I burst into breathless explanation as I started toward the bathroom, but remembered my purse and briefcase and gym bag lying outside near the front door. Abruptly I changed courses and ran to get them, only to idiotically get locked out of the front door in my haste and lunacy. I screamed, "NNNNOOOOOO!" I pounded on the front door.

Mai didn't come.

I ran around to the back door and pounded on it.

Mai didn't come.

I went to the side door and banged my fistful of keys against it.

Mai didn't come.

I went to the exterior windows closest to her office and pounded on those, too. I started to pee, and beat on the windows more and more frantically with a wail: "MMMAAAAAIIII!!!"

It was too late. I was feeling that complicated feeling of relief and warmth and shame.

Mai poked her head out of the building with a face full of fright. "Oh, it's you!" she breathed. "I was so scared! I was in here all alone, and I didn't know who was beating on everything."

"But you knew I was here!" I protested weakly, trying to cover myself with my bags. I locked myself in the bathroom with my shower supplies and the change of clothes in my gym bag.
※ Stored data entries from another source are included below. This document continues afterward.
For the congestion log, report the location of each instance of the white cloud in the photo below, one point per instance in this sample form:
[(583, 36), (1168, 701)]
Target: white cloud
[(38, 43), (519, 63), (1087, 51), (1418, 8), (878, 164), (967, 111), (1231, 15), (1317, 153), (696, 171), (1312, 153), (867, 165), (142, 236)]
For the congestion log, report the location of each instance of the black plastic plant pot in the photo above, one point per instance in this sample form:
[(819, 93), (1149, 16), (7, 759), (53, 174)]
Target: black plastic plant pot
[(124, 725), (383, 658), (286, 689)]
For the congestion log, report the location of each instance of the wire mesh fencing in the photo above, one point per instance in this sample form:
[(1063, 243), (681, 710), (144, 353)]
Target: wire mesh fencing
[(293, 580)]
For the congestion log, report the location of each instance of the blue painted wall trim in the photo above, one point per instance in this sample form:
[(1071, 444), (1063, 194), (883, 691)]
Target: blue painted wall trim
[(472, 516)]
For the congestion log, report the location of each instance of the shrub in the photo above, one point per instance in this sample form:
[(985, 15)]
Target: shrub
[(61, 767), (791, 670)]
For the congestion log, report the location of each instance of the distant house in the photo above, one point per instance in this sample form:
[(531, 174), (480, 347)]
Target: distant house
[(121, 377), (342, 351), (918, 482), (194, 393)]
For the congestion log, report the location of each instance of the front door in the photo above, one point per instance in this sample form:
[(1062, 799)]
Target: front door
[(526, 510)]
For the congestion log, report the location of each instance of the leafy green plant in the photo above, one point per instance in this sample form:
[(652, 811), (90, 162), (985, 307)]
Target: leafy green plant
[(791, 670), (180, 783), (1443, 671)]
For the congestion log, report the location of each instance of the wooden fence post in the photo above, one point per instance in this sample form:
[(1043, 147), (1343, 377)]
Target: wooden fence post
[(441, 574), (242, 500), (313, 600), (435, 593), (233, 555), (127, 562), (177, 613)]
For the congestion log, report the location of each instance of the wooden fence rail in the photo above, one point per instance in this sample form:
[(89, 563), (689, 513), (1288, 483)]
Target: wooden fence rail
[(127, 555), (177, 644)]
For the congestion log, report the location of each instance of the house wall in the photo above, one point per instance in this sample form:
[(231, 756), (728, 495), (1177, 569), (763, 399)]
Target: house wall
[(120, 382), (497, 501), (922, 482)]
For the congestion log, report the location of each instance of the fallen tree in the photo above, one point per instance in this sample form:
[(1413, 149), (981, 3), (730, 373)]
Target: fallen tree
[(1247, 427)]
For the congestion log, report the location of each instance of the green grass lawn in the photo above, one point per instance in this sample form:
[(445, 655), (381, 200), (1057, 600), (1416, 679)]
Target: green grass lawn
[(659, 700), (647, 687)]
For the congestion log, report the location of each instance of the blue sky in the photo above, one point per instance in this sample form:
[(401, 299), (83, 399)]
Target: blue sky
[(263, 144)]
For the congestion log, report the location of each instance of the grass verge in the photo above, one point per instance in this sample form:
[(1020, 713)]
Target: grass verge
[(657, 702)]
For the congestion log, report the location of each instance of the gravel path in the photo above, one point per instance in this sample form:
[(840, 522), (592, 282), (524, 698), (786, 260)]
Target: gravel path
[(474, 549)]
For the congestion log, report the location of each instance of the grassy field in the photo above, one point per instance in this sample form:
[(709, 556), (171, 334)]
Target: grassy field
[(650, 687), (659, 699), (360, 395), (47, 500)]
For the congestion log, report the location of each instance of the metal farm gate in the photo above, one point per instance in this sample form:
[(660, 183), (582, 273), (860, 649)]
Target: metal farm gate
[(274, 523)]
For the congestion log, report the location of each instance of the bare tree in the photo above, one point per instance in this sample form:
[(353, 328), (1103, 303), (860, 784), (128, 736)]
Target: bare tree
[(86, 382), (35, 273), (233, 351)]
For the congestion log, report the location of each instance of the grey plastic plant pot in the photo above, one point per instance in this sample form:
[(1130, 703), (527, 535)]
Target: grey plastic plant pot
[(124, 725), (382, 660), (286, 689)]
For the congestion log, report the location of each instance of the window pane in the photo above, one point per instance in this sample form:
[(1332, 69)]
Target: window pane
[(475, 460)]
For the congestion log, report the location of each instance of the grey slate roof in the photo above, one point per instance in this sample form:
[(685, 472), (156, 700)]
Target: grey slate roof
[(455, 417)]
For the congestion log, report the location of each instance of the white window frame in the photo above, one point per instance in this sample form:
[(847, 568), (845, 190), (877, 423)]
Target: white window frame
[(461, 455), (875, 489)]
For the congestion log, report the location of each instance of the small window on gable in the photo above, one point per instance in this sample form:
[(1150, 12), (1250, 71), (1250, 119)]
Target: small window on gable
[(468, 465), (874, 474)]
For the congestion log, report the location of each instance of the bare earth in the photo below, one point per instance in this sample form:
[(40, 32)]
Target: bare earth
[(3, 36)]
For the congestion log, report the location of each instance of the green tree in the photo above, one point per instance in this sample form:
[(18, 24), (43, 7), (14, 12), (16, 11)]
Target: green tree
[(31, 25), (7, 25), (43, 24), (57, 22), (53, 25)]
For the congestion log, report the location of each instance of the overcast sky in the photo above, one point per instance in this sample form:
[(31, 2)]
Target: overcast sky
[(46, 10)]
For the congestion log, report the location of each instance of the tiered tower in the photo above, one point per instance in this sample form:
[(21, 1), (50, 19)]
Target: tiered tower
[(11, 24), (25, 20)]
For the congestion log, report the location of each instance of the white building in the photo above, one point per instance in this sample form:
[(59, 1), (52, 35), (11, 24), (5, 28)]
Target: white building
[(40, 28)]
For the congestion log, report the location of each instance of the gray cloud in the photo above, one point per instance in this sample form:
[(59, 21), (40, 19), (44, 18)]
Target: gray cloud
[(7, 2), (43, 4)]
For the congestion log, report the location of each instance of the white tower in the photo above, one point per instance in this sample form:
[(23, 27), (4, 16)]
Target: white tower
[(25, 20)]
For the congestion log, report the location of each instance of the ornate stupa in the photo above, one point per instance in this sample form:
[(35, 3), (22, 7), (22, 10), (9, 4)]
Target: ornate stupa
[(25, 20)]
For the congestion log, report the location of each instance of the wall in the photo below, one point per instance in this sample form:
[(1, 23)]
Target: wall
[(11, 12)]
Immediately after my attempts to salvage my dignity, I went into the office kitchen to make some more coffee, and managed to pour a pot of water all over the counter.

Today is AWESOME.

February 2, 2009

Conversation with N.

Alternative title to this blog: Feedback that should not need to be given, but sometimes you've been wandering around in so many mazes in confusion that you need it.

N: Good, that's good. It's supposed to be fun. You're supposed to smile and laugh and do things and have a good time. Love is supposed to be joyous. If it 's not, then something's not right. If you're terrified and upset and worried, it's not right. If those things happen, you know it's something you need to get the hell away from.

A: I didn't cry at any point, either.

N: Good! There should definitely be no crying the first time you meet someone--I don't care what the reason is. It's supposed to be fun. It's supposed to make you happy.

Please pardon my dust

I'm working to go back through my old blog entries to add labels to all of them. I didn't start labeling until a few months ago, and there were hundreds of entries left uncategorized from my blogging dark ages. I am finding it necessary to add a few additional labels, too. For example, my waxing adventures (and my colorful esthetician, Penny) have necessitated the new category of "wax on/wax off."

This will make it much easier to look stuff up (for me and for both of you that read this). That way, if you want to read every single thing I've written on the topic of love (categorized as "L is for the way you look at me" and by far my very favorite topic), you will soon be able to do so. For better or worse.